Thanks, adding GLOBAL_CTRL to arr[] in the last step is a better choice.


Why would you change guest GLOBAL_CTRL implicitly;
This is because in the early part of this function, we have operations:

    if (x86_pmu.flags & PMU_FL_PEBS_ALL)
        arr[0].guest &= ~cpuc->pebs_enabled;
    else
        arr[0].guest &= ~(cpuc->pebs_enabled & PEBS_COUNTER_MASK);

and if guest has PEBS_ENABLED, we need these bits back for PEBS counters:

    arr[0].guest |= arr[1].guest;
I don't think that's right, who's to say they were set in the first
place? The guest's GLOBAL_CTRL could have had the bits cleared at VMEXIT
time.

Please note the guest GLOBAL_CTRL value is stored in the pmu->global_ctrl,
while the actual loaded value for GLOBAL_CTRL msr after vm-entry is
"x86_pmu.intel_ctrl & ~cpuc->intel_ctrl_host_mask".

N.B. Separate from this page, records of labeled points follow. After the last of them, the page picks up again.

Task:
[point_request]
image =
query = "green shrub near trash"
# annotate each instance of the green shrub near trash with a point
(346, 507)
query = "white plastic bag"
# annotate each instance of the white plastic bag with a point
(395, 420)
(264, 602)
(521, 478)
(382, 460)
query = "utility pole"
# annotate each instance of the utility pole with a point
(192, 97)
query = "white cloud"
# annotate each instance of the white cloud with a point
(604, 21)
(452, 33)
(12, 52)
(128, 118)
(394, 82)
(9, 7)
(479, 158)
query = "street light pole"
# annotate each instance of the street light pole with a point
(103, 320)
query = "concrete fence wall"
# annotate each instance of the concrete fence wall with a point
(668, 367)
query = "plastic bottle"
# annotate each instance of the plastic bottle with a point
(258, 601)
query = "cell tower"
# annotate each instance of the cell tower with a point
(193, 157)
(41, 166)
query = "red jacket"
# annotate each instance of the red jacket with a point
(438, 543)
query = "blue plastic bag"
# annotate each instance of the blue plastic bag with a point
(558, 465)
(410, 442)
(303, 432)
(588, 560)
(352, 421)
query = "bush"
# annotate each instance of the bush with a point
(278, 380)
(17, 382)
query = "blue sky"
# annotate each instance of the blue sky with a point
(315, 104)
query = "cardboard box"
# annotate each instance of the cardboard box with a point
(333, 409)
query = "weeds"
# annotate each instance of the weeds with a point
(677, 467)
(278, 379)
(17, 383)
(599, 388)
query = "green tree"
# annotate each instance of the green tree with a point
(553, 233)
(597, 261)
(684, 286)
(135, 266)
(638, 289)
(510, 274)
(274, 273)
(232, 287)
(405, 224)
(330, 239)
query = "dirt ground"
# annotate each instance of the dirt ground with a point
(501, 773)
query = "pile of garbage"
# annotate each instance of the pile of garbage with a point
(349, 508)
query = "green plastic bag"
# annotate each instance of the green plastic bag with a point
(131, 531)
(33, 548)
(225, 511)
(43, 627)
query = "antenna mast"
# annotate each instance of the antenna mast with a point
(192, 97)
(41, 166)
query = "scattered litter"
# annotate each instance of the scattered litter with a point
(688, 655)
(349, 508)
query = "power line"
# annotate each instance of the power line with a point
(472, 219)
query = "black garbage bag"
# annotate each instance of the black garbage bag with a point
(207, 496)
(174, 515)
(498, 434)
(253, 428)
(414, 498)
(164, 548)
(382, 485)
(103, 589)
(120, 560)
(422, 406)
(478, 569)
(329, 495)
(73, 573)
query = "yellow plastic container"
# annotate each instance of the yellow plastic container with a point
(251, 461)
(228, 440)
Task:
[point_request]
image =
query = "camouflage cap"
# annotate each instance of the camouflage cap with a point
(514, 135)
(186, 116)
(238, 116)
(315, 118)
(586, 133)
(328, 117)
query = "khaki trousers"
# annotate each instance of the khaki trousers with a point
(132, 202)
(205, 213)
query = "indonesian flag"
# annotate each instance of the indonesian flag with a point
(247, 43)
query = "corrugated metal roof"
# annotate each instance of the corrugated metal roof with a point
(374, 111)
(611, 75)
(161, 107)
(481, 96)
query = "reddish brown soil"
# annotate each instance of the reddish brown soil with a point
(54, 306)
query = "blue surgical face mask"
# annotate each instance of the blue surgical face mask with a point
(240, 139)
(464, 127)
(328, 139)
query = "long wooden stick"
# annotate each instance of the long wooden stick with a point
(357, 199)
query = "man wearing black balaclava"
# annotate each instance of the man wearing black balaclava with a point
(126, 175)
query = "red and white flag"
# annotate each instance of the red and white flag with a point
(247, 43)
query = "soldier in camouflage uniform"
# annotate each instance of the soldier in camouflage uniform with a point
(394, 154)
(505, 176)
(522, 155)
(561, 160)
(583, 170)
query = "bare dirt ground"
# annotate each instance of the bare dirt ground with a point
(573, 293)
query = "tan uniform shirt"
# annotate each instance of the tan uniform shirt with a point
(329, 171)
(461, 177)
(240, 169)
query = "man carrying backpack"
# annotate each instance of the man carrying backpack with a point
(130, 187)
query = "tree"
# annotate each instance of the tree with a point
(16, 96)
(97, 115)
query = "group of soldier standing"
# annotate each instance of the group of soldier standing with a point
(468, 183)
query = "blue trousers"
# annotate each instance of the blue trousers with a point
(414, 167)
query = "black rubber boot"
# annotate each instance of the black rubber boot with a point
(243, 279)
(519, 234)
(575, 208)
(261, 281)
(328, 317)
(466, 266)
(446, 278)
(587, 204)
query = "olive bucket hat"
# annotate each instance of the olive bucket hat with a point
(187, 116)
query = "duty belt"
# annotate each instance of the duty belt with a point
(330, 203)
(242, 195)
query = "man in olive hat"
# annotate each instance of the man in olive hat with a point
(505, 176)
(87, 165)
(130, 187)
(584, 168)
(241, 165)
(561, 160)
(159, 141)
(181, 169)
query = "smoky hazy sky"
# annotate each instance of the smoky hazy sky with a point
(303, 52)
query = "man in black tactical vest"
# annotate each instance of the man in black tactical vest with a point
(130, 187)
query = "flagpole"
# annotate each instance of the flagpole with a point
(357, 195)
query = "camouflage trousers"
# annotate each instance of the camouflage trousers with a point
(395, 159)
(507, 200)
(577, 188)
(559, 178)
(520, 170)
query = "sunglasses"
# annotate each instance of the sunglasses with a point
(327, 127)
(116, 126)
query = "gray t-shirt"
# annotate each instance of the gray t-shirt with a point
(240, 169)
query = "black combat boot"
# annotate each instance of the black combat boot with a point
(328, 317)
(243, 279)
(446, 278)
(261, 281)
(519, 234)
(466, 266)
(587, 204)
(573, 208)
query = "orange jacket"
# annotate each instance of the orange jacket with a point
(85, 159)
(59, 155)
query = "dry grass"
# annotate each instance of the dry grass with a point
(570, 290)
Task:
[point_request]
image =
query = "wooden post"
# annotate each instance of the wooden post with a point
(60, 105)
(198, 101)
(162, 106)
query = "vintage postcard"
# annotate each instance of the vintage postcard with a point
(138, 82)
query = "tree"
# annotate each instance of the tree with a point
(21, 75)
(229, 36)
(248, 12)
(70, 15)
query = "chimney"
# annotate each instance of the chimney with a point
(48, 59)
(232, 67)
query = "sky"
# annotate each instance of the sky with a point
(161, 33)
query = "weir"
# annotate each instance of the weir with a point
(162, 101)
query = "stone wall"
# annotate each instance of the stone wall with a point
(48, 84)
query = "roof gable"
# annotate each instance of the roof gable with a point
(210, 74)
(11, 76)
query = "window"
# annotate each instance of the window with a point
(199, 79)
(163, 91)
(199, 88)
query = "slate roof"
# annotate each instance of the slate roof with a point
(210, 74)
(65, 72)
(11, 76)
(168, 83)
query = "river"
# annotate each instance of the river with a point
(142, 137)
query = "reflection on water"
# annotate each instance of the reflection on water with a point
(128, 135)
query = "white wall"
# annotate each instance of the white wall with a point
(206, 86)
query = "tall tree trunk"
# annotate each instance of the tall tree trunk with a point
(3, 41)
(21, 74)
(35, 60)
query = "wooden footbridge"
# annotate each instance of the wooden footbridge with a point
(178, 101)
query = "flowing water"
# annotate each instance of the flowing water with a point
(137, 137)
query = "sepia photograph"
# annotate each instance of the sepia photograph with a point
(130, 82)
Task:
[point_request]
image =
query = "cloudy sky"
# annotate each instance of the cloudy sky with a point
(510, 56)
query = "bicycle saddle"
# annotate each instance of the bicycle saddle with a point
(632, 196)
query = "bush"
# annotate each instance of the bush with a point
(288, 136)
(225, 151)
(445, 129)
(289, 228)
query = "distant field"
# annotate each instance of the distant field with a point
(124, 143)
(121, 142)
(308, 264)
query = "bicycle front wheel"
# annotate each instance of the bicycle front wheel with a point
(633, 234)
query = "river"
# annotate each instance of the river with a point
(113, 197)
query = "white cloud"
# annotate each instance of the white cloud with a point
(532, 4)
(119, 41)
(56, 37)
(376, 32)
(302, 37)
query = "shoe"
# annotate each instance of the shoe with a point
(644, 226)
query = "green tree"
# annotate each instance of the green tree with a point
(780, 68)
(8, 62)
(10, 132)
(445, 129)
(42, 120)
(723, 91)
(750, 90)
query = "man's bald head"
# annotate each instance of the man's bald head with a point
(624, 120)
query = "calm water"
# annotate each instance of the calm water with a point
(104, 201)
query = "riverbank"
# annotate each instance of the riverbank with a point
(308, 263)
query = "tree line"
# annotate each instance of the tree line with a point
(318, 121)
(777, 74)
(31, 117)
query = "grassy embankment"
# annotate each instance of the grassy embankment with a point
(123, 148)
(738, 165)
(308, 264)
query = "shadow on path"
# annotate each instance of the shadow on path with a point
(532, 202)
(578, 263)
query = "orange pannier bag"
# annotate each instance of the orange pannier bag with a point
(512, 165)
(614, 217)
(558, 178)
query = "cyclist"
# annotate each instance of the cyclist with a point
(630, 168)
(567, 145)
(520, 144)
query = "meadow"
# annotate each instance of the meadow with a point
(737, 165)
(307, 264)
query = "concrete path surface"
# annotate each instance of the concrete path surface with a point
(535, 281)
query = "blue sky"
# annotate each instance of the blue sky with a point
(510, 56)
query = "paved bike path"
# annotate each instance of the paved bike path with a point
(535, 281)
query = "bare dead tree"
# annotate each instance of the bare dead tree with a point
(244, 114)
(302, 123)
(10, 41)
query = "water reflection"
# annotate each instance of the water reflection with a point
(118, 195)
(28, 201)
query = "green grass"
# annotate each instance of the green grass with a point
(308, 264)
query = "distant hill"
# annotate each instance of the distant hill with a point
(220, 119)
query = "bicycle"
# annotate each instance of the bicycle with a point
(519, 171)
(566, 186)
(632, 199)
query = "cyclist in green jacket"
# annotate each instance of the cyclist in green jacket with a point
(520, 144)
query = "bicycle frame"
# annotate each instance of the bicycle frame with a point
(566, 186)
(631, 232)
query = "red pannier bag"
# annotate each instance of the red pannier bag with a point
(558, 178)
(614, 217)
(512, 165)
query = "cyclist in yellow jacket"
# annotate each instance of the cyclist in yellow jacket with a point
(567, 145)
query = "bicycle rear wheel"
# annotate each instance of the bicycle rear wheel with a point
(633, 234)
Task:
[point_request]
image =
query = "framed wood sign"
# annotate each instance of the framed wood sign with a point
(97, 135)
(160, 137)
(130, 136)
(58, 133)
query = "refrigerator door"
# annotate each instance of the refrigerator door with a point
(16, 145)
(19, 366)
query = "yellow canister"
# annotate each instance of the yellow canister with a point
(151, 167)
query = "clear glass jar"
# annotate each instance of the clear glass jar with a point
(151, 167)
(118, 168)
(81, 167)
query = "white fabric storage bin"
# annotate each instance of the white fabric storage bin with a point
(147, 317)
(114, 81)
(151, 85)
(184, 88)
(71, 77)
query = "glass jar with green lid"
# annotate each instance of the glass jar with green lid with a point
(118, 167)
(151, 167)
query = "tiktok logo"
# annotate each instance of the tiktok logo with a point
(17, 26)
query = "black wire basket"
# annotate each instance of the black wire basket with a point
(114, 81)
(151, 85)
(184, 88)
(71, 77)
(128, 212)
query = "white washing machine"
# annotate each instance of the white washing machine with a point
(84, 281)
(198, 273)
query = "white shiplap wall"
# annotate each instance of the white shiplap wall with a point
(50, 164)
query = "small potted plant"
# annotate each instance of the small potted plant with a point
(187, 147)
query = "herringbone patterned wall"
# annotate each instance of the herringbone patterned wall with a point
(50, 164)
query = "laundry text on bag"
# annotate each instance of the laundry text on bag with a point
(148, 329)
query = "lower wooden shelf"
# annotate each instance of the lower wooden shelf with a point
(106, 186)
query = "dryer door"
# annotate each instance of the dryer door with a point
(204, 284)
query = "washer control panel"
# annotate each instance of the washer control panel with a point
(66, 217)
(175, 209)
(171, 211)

You can't unconditionally add PEBS_ENABLED into GLOBAL_CTRL,
that's wrong.

The determination of the msr values ​​before and after vmx-transaction
are always in the context of host perf which means the PEBS perf_events
created by the KVM are all scheduled on and used legally , and it does not
depend on the guest values at all.


guest had better wrmsr that himself to control when stuff is enabled.
When vm_entry, the msr value of GLOBAL_CTRL on the hardware may be
different from trapped value "pmu->global_ctrl" written by the guest.

If the perf scheduler cross maps guest counter X to the host counter Y,
we have to enable the bit Y in GLOBAL_CTRL before vm_entry rather than X.
Sure, but I don't see that happening here.

Just fire questions if we're not on the same page or you're out of KVM context.